The addiction treatment field was among the first forced to confront the human suffering that lies beneath behavior: shame, attachment rupture, nervous system dysregulation and survival strategies formed early in life. Behavioral insights now extend far beyond substance abuse. Many of the struggles we label as mental health diagnoses, relationship and parenting problems or career issues can be understood through a shared lens of Developmental Trauma and the adaptations one develops to manage pain and disconnection.

 

Recovery, as I understand it now, is the restoration of regulation, relational capacity, agency, spirituality and embodied presence. Recovery is a reunion with the parts of ourselves we were forced to abandon in our formative years.
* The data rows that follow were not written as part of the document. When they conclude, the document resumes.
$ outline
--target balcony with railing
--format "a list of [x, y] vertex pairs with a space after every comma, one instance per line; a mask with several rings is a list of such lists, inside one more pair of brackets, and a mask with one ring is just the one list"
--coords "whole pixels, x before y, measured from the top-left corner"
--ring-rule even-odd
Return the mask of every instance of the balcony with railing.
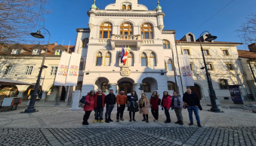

Recovery is something we do not only for ourselves, but also for our loved ones, our children and in quiet honor of the generations before us who never had a real chance. Mom, dad, Chris…I know what was in your hearts and I sense you are all smiling.

 

Dr. Laurence Heller, the developer of NARM writes: “The spontaneous movement in all of us is toward connection and health. No matter how withdrawn and isolating we have become, or how serious the trauma we have experienced, on the deepest level…there is in each of us an impulse moving toward connection.”

 

What Begins the Journey Back

 

Each of us experiences moments when we realize our old ways of living no longer work. Pain and futility can then become a gift as we see things more clearly and begin to seek a different way of being. Sometimes the gift is a tangible external crisis. Sometimes it is heartbreak or loss. Sometimes it is a therapist saying something we did not expect. Sometimes it is the death of a loved one. Sometimes it is the realization that the life we built was constructed on an injured foundation.

 

My own moments of pain and futility were many. Each one broke me open a little more, humbled me a little further and returned me to myself in ways I could not have predicted.

 

A Brief Note on What Comes Next

 

This initial installment lays the groundwork for future written reflections on whole-person health and embodied recovery, practiced one day at a time. The next two installments will draw upon nearly forty years of lived experience, recovery and training and are meant to establish context rather than provide quick answers to healing, growth and integration. To paraphrase Plato we are works in progress. We are journeying along a path of “becoming” toward a state of “being” our True Selves.